Everyone knows that a Risk Assessment is a legal requirement but how many of us are actually getting it right. Much more than a tick in a box, risk assessment is the basis of effective safety management, but it’s easy to overlook crucial steps and make mistakes in the process.
Here are some of the most common mistakes and how to avoid them:
Have you chosen the right person for the job?
Anyone completing a risk assessment must be competent to do so. Competence can be defined as those with the necessary Knowledge, Ability, Training and Experience (KATE) to identify hazards and implement sensible, proportionate solutions. It’s possible to upskill someone from your own organisation but where high risk is involved always choose a professional.
Have you acted upon any findings from last time?

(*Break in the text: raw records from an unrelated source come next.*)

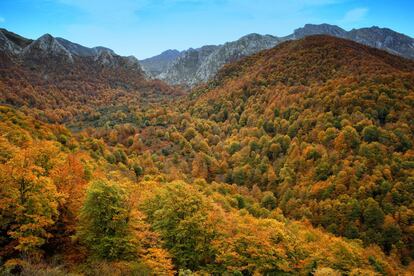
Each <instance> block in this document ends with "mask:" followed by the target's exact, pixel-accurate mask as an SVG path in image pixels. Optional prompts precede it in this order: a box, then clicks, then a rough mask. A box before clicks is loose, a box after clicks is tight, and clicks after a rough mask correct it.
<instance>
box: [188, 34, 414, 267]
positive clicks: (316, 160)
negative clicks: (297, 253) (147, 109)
mask: <svg viewBox="0 0 414 276" xmlns="http://www.w3.org/2000/svg"><path fill="white" fill-rule="evenodd" d="M191 97H192V98H193V99H194V100H193V102H191V103H189V104H188V106H187V109H188V110H190V113H191V115H192V116H194V117H197V118H200V119H201V120H205V121H209V122H211V121H213V122H216V124H217V126H218V127H219V128H220V130H217V131H216V133H223V134H222V135H221V137H220V143H219V144H217V147H216V148H215V147H213V148H212V149H211V151H212V152H214V158H215V159H216V160H221V161H220V162H223V163H224V162H225V166H226V173H225V176H224V177H225V179H226V181H227V182H229V183H236V184H239V185H246V186H249V187H250V186H251V185H253V184H257V185H259V186H260V187H263V188H265V189H267V190H271V191H273V192H274V193H275V195H276V197H277V199H278V207H279V208H281V210H282V211H283V213H284V214H285V215H286V216H288V217H290V218H295V219H300V218H306V219H309V220H310V221H311V222H312V223H313V224H314V225H321V226H323V227H325V229H327V230H328V231H330V232H332V233H334V234H336V235H342V236H346V237H348V238H359V239H362V240H363V241H364V243H366V244H371V243H376V244H379V245H380V246H381V247H382V248H383V249H384V250H385V251H386V252H387V253H389V252H391V251H393V250H394V251H393V252H398V254H400V255H401V256H403V257H402V260H403V262H406V263H407V262H408V261H409V259H410V258H411V256H412V254H413V252H414V248H413V246H412V245H413V238H412V235H411V234H410V233H411V230H410V227H409V226H408V225H409V224H410V223H408V224H407V220H406V219H405V218H402V217H405V216H408V217H409V219H408V220H411V219H412V218H413V217H412V215H410V214H412V212H413V209H412V208H413V205H412V202H413V201H414V197H413V195H414V193H413V192H412V185H413V182H412V181H413V179H414V178H413V177H414V174H413V172H414V170H413V161H414V158H413V156H414V151H413V148H414V147H413V146H414V127H413V126H414V124H413V122H414V113H413V112H412V111H413V110H414V101H413V99H414V62H413V61H410V60H406V59H403V58H400V57H398V56H394V55H391V54H389V53H387V52H384V51H381V50H378V49H374V48H370V47H366V46H364V45H361V44H358V43H355V42H352V41H349V40H344V39H338V38H334V37H329V36H310V37H306V38H304V39H301V40H295V41H288V42H284V43H282V44H280V45H278V46H277V47H275V48H273V49H270V50H265V51H262V52H260V53H258V54H255V55H253V56H250V57H247V58H244V59H242V60H241V61H239V62H236V63H233V64H229V65H226V66H224V68H223V69H222V70H220V72H219V73H218V75H217V76H216V78H215V79H214V80H213V81H211V82H209V83H208V84H207V85H205V86H202V87H200V88H198V89H197V90H195V91H194V92H193V94H192V95H191ZM183 109H184V110H186V108H183ZM220 148H225V149H227V152H223V151H221V153H220ZM210 158H213V157H211V156H210ZM206 162H207V161H206ZM208 162H210V163H214V162H212V161H208ZM207 164H209V163H207ZM206 166H208V165H206ZM213 175H214V174H213ZM213 175H212V176H210V175H209V177H214V176H213ZM259 183H260V184H259ZM400 246H401V247H400Z"/></svg>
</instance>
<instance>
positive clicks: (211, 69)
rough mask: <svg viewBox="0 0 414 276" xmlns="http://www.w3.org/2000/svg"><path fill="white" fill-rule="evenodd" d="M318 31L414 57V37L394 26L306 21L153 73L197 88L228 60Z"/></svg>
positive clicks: (237, 40)
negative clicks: (309, 21)
mask: <svg viewBox="0 0 414 276" xmlns="http://www.w3.org/2000/svg"><path fill="white" fill-rule="evenodd" d="M317 34H325V35H330V36H335V37H340V38H345V39H349V40H353V41H356V42H358V43H362V44H364V45H368V46H371V47H376V48H379V49H383V50H386V51H388V52H390V53H393V54H396V55H401V56H403V57H406V58H410V59H413V58H414V39H413V38H410V37H408V36H406V35H403V34H400V33H397V32H394V31H392V30H390V29H386V28H378V27H371V28H362V29H353V30H351V31H349V32H348V31H345V30H344V29H342V28H340V27H338V26H335V25H329V24H320V25H314V24H306V25H305V26H304V27H303V28H299V29H296V30H295V31H294V32H293V34H291V35H288V36H286V37H280V38H278V37H274V36H270V35H266V36H263V35H258V34H252V35H247V36H245V37H243V38H241V39H239V40H237V41H234V42H229V43H225V44H224V45H219V46H216V47H217V48H216V49H215V50H214V51H213V52H211V53H210V55H209V56H208V57H206V58H204V59H203V61H198V62H194V61H193V60H194V57H193V55H185V54H184V53H185V51H184V52H183V53H182V54H181V55H180V56H178V57H176V59H175V60H174V61H173V62H172V63H170V64H169V65H168V64H166V63H163V64H157V63H156V61H154V62H155V63H156V64H157V65H156V66H157V72H160V71H161V73H157V72H155V73H152V77H154V78H159V79H163V80H165V81H166V82H167V83H171V84H181V85H184V86H189V87H194V86H196V85H197V84H199V83H203V82H206V81H207V80H209V79H210V78H211V77H213V76H214V75H215V74H216V73H217V71H218V70H219V69H220V68H221V67H222V66H223V65H224V64H226V63H229V62H232V61H235V60H238V59H240V58H242V57H244V56H248V55H251V54H254V53H257V52H259V51H261V50H264V49H269V48H272V47H274V46H275V45H277V44H279V43H281V42H283V41H287V40H294V39H301V38H303V37H306V36H310V35H317ZM169 62H171V61H169ZM153 66H155V65H153Z"/></svg>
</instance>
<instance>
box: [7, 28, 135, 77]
mask: <svg viewBox="0 0 414 276" xmlns="http://www.w3.org/2000/svg"><path fill="white" fill-rule="evenodd" d="M0 51H1V52H2V54H3V56H4V57H7V60H8V62H12V63H17V64H22V65H25V66H26V67H30V66H32V67H36V68H37V69H38V70H40V71H41V72H43V73H45V74H47V73H49V74H50V73H52V74H53V73H55V71H54V70H56V69H57V68H56V65H58V64H61V65H62V64H64V65H67V66H68V67H77V66H79V65H80V64H81V63H86V64H84V65H87V66H89V67H90V66H93V67H95V69H97V70H102V69H104V68H106V69H108V68H111V69H112V70H114V69H121V68H122V69H126V70H128V72H129V74H137V75H140V76H143V71H142V69H141V66H140V64H139V62H138V60H137V59H136V58H135V57H134V56H128V57H123V56H120V55H117V54H115V52H114V51H112V50H111V49H108V48H105V47H94V48H88V47H85V46H82V45H79V44H77V43H73V42H71V41H69V40H66V39H64V38H60V37H56V38H55V37H53V36H51V35H50V34H45V35H43V36H41V37H39V38H38V39H36V40H31V39H27V38H24V37H22V36H20V35H17V34H15V33H12V32H10V31H8V30H6V29H0ZM51 65H52V66H51ZM52 69H53V70H52ZM58 69H62V68H58ZM89 73H91V72H89Z"/></svg>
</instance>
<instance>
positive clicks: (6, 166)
mask: <svg viewBox="0 0 414 276" xmlns="http://www.w3.org/2000/svg"><path fill="white" fill-rule="evenodd" d="M0 117H1V120H0V149H1V152H0V184H1V185H0V206H2V208H1V209H0V220H1V224H0V237H1V239H0V273H1V274H2V275H14V274H22V275H38V274H45V275H51V274H53V275H68V274H73V275H83V274H87V275H91V274H92V275H176V274H177V273H179V271H186V273H191V272H194V273H200V274H227V273H233V274H242V273H243V274H246V275H253V274H268V273H272V274H283V275H298V274H309V273H315V274H317V275H318V274H319V273H321V274H322V275H324V274H323V273H325V274H326V273H328V274H330V275H337V274H341V273H346V274H351V275H359V274H368V275H373V274H375V273H383V274H389V275H394V274H403V273H404V272H407V273H408V269H406V268H404V267H403V266H401V265H400V264H398V262H396V261H395V260H393V259H392V258H391V257H387V256H385V254H384V253H383V252H381V250H380V249H379V248H375V247H370V248H364V247H363V246H362V244H361V243H360V242H359V241H349V240H346V239H342V238H338V237H334V236H333V235H332V234H329V233H326V232H324V231H322V230H320V229H315V228H313V227H311V226H310V225H309V224H308V223H306V222H295V221H290V220H287V219H286V218H284V217H283V215H282V214H280V211H279V210H278V209H275V206H274V204H275V202H276V201H275V198H274V196H273V194H272V193H271V192H262V191H260V189H257V188H256V189H254V190H248V189H246V188H245V187H238V186H236V185H228V184H224V183H212V184H210V185H208V184H207V183H206V182H205V181H204V180H200V179H199V180H196V181H194V182H193V183H186V182H184V181H182V180H181V181H172V182H170V181H166V180H165V178H164V177H165V175H163V174H161V173H151V172H149V170H148V171H146V172H145V177H143V175H142V173H143V171H142V170H138V169H137V168H138V167H139V165H138V164H137V163H136V162H137V161H138V162H140V160H139V159H138V158H136V157H131V158H127V157H125V153H123V154H121V153H120V152H122V150H121V149H119V148H118V149H117V150H115V151H113V153H114V154H115V155H116V156H120V157H121V158H119V159H118V157H117V158H116V159H115V161H113V162H109V161H107V160H106V159H105V158H104V157H105V156H107V155H108V154H112V153H111V152H112V149H111V148H109V147H108V146H107V145H105V144H104V143H103V142H102V140H97V139H93V138H92V137H88V136H87V135H85V134H82V135H79V136H74V135H72V134H71V133H70V132H69V131H68V130H67V129H66V128H64V127H62V126H58V125H49V124H45V123H42V122H39V121H38V120H35V119H33V118H31V117H30V116H25V115H24V114H23V113H21V112H19V111H17V110H14V109H12V108H7V107H3V106H0ZM147 169H149V167H145V170H147Z"/></svg>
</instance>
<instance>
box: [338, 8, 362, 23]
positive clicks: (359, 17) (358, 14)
mask: <svg viewBox="0 0 414 276" xmlns="http://www.w3.org/2000/svg"><path fill="white" fill-rule="evenodd" d="M367 13H368V9H367V8H355V9H352V10H349V11H347V12H346V13H345V15H344V17H343V18H342V20H341V22H342V23H355V22H359V21H362V20H364V19H365V16H366V15H367Z"/></svg>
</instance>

Were there things you needed to improve upon during your last risk assessment? Have you done these things? can you prove what measures you’ve put in place? If a previous risk assessment recommends action then you must take it.
Is it a team effort?
You are legally obliged to consult your staff as part of risk assessments, but beyond that, it’s just good sensible practice. You’re much more likely to have the support of and see the implementation of rules and measures if people are involved in the process. Risk assessment isn’t just about ticking boxes, make it a collaborative exercise.
Are you following correct guidelines and standards?
Have things changed since your last risk assessment? are you fully aware of the legislation with which your business must comply? Many hazards have their own specific rules and regulations which you must be aware of and adhere to.\
Have you considered how someone may become injured?
Hazard and risk are often used interchangeably. The hazard is something that can cause harm such as moving machinery whilst the risk is how somebody could come to harm for example getting an arm trapped. The machinery might also present other risks and so you must be clear about each of these in your assessment.
Are you up to date?
Guidance often advises that risk assessments are annual – but they should be carried out whenever something changes or you are alerted to the presence of a new hazard.
This can be the introduction of new equipment or use of new chemicals or substances, changes to the level of risk such as staff turnover or high incidence of sickness or changes for your employees which directly impact their role such as pregnancy.